Não existia preocupação de encontrar pela frente, alguém que os fizesse mal, além da fome e a pobresa do entorno. O medo amedrontava mais, quando a mãe gritava. "Entra pra dentro, menino, cuidado com o papa figo!"

Pessoas de má índole, diziam, pegavam criança pequena pelas capoeiras e arrancava o fígado para vender às famílias de quem tinha gente com problema hepático e muito poder em bens e dinheiro.

Medo dos ciganos também fazia moleque se esconder nas brenhas, ou por baixo da saia de qualquer um da família mulher. Diziam que os ciganos roubavam o que viam de interesse, jogavam praga a quem não ajudasse com esmola de caneca de grão de feijão, arroz, farinha, café, galinha, peru, pato, pedaço de leitão, carne de sol.

A tristeza maior para moleque vinha quando na hora do almoço, jantar, merendar, via no prato de barro, o pastoso angu da cor de sangue. Sangue que escorria dos buchos de cabras arruaceiros, que mexiam com moça donzela e não se sujeitavam a casar na polícia.

Faca, punhal e bala faziam estrago no corpo de quem não impunha respeito.

Sentia que a seca ressurgia, trazendo um pouco do purgatório, levando um pouco do céu para fora do prazer que emanava dessa época de fartura.Na chuvarada.

Abastança de milho cozido, assado, pamonha, canjica ao sabor de canela em pau, desaparecia nas estiagens prolongadas, era quando dava de crescer o bucho das crianças, pela terra e bosta de animais virarem insumos em alimento.

Desaparecia nas estiagens grãos como fava, feijão verde com nata nadando em caldo saboroso, arroz novinho grudado por ser filhote de grão branquinho ou vermelhão. Nas secas brabas só sobrava para alimento alguma farinha encaroçada ou feijão sem serventia nas vendas de espertos comerciantes. O milho bichado para o moinho triturar e virar cuscuz, também matava a fome dos flagelados.

Colhidos nas terras de vazantes, surgiam com fartura nas casas dos agricultores todo tipo de legumes. Na chuvarada.

Só a terra tinha o poder de produzir sorriso farto. Na chuvarada.

Fartura de sorriso nos lábios preenchia cara de moços e velhos. Na chuvarada.

As chuvas traziam muita fartura e ainda segurava o agricultor no seu habitat, perdendo as capitais do país mão de obra barata para as lidas nas construções e fábricas de moer carne de gente deixando a alma demente.

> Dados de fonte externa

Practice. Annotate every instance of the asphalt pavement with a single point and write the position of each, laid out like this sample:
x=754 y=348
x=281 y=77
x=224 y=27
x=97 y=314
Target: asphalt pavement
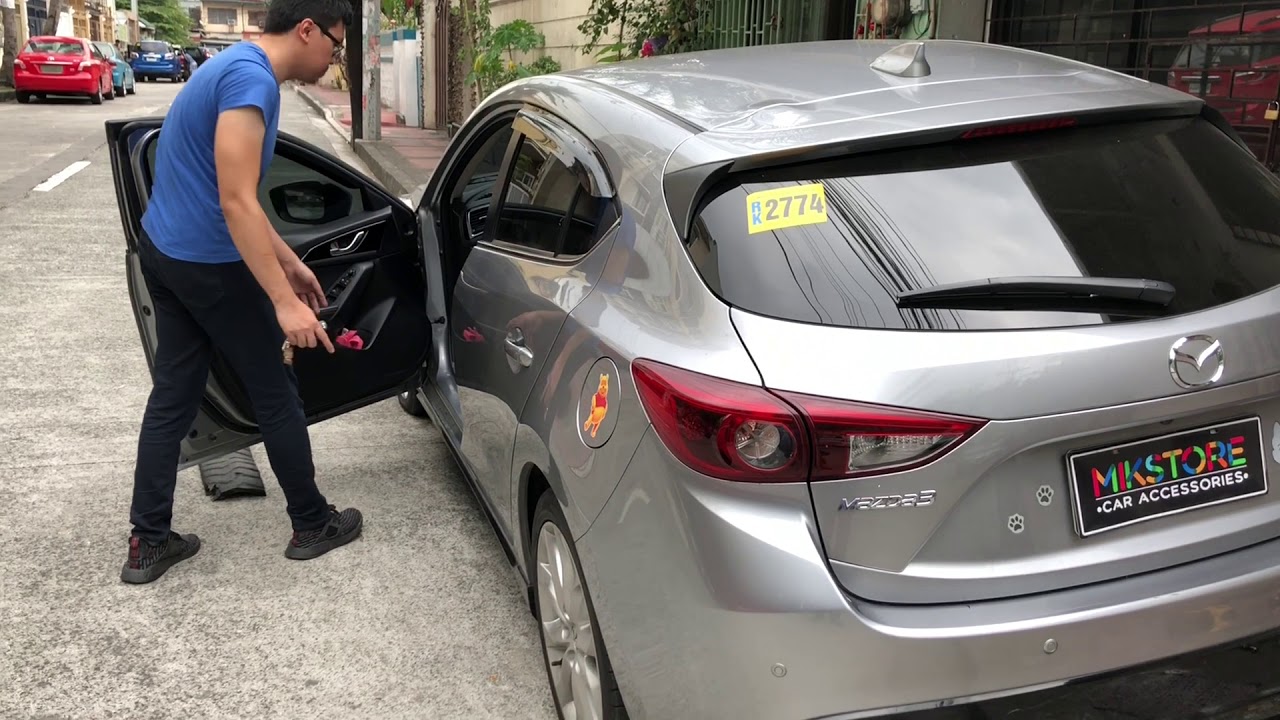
x=420 y=618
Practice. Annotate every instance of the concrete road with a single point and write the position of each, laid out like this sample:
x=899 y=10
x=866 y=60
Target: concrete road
x=417 y=619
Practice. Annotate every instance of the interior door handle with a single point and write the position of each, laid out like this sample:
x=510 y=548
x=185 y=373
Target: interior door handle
x=336 y=249
x=516 y=350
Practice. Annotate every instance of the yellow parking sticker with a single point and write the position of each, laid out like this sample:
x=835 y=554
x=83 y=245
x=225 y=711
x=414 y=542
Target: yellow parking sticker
x=786 y=208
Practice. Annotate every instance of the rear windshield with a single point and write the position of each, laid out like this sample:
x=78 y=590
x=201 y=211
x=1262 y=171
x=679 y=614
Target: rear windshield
x=1170 y=200
x=55 y=48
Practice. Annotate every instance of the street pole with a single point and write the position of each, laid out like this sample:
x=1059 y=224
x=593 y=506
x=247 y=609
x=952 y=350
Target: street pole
x=355 y=71
x=373 y=74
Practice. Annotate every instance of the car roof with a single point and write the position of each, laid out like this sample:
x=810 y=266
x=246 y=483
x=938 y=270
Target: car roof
x=717 y=89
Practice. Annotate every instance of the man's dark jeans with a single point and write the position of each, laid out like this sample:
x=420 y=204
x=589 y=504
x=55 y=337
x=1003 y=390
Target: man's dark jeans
x=197 y=308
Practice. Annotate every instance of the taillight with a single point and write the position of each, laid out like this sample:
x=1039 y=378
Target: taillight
x=721 y=428
x=853 y=440
x=1019 y=128
x=740 y=432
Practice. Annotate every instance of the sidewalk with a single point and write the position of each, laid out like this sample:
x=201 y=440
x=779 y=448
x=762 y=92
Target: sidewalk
x=402 y=160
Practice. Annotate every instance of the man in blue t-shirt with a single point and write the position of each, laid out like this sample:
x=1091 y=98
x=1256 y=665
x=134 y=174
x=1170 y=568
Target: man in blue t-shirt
x=220 y=278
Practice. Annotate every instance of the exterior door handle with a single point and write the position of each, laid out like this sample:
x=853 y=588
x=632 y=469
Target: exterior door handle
x=516 y=350
x=334 y=249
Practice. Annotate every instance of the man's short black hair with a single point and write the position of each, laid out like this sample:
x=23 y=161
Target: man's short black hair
x=283 y=16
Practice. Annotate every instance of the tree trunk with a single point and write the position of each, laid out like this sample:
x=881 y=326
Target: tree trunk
x=9 y=17
x=55 y=10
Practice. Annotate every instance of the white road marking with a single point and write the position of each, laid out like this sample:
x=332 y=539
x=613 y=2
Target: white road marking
x=62 y=176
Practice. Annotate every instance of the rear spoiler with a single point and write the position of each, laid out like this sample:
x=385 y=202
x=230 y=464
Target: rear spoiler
x=705 y=159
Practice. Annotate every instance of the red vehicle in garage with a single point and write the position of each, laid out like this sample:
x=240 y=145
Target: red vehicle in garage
x=62 y=65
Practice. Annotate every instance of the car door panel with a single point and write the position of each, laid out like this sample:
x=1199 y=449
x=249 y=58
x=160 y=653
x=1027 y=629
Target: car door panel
x=366 y=260
x=512 y=296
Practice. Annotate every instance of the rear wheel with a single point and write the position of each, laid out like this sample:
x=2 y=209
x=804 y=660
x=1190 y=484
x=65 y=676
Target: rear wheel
x=577 y=665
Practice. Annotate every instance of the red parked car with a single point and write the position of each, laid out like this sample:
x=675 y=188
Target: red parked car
x=1234 y=63
x=62 y=65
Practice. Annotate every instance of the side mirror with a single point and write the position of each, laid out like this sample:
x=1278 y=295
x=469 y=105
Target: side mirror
x=310 y=203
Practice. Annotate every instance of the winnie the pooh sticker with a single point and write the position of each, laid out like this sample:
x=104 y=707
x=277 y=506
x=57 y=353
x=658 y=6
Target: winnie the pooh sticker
x=597 y=404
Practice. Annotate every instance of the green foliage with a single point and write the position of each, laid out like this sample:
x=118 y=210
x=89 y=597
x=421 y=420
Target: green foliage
x=170 y=21
x=493 y=62
x=397 y=13
x=629 y=23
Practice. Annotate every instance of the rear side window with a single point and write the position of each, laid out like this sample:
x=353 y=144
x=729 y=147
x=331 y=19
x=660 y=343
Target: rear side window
x=1173 y=200
x=55 y=48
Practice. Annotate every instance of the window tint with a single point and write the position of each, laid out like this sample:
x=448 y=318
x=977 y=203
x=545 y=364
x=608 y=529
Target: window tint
x=547 y=208
x=1173 y=201
x=283 y=171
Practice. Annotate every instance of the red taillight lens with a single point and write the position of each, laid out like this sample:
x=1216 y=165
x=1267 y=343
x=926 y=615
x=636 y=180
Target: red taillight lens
x=1019 y=128
x=721 y=428
x=851 y=440
x=740 y=432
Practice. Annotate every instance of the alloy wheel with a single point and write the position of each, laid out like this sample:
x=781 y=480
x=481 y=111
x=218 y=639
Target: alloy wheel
x=568 y=633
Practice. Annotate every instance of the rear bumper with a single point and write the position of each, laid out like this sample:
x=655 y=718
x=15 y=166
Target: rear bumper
x=156 y=69
x=77 y=83
x=734 y=578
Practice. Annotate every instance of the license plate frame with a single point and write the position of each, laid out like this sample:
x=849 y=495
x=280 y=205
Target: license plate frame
x=1169 y=492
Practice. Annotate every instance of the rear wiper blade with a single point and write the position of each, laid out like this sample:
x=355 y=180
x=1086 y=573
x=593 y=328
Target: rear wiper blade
x=1046 y=292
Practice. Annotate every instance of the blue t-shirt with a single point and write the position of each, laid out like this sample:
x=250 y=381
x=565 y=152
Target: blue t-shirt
x=184 y=217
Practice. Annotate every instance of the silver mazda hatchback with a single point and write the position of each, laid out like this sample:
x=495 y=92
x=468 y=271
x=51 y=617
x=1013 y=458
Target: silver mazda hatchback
x=833 y=379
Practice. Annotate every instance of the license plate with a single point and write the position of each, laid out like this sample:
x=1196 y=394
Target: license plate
x=1152 y=478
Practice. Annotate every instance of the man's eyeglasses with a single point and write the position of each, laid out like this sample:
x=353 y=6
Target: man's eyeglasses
x=337 y=44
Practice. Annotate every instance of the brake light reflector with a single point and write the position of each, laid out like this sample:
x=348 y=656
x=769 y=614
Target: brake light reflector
x=721 y=428
x=1019 y=128
x=746 y=433
x=853 y=440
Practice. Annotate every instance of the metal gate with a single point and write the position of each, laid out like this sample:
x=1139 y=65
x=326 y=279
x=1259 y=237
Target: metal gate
x=744 y=23
x=1225 y=51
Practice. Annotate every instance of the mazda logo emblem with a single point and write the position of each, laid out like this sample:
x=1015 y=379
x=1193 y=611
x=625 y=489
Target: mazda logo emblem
x=1196 y=360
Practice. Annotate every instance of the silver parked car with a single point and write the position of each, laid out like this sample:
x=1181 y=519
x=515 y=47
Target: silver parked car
x=821 y=381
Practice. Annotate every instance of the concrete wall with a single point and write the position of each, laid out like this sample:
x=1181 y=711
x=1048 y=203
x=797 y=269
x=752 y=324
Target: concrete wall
x=557 y=19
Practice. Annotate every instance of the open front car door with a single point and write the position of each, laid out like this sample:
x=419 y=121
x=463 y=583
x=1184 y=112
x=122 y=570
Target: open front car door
x=362 y=245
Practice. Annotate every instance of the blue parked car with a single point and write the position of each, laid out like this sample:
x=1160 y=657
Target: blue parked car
x=158 y=59
x=122 y=73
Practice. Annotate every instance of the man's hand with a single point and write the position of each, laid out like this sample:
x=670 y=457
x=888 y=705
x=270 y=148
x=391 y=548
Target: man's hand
x=300 y=324
x=304 y=283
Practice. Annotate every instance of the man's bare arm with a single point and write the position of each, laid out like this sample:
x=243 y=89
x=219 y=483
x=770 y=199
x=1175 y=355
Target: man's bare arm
x=238 y=155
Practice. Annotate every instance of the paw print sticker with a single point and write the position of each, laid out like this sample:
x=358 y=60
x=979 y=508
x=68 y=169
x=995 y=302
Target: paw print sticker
x=1045 y=496
x=1016 y=524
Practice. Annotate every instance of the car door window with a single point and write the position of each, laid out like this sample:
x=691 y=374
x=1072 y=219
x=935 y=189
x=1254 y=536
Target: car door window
x=547 y=206
x=293 y=196
x=297 y=197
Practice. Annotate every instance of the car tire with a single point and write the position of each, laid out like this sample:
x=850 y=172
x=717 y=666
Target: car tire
x=410 y=404
x=552 y=543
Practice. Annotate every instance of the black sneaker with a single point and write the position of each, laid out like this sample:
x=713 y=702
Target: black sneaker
x=149 y=561
x=342 y=528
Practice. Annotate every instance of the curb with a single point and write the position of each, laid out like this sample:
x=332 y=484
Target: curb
x=324 y=112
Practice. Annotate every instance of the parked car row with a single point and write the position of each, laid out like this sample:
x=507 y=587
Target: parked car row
x=71 y=67
x=62 y=65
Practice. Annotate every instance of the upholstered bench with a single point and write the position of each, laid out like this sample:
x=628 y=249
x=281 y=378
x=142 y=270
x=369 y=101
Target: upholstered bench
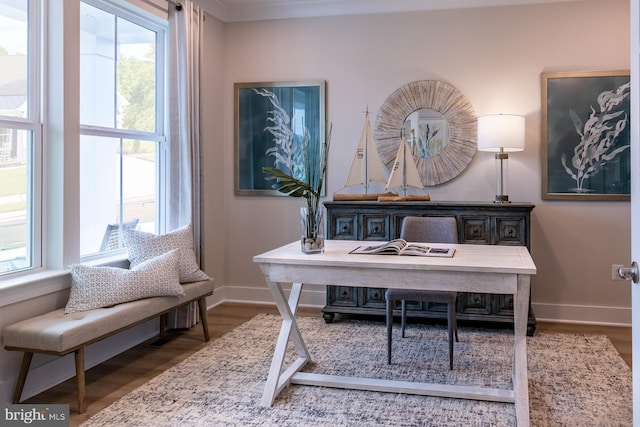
x=57 y=333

A seca trazia muitos desenganos para o sertanejo que, por causa dela, estava sempre preparado para migrar como retirante.

*José Sarmento é escritor de literatura periférica, autor de oito livros. Tem imersão como educador e líteropalestrante em escolas públicas. Trabalha com jovens e adultos uma trilogia que escreveu sobre bairros periféricos: Bixiga, um cortiço dos infernos; Paraisópolis, caminhos de vida e morte; Ângela, um jardim no vermelho. Pais analfabetos. Aprendeu a ler só aos 14 anos de idade e, de lá pra cá, nunca parou de ler e escrever. Terminou o ensino médio depois dos 50 anos e graduou-se em História.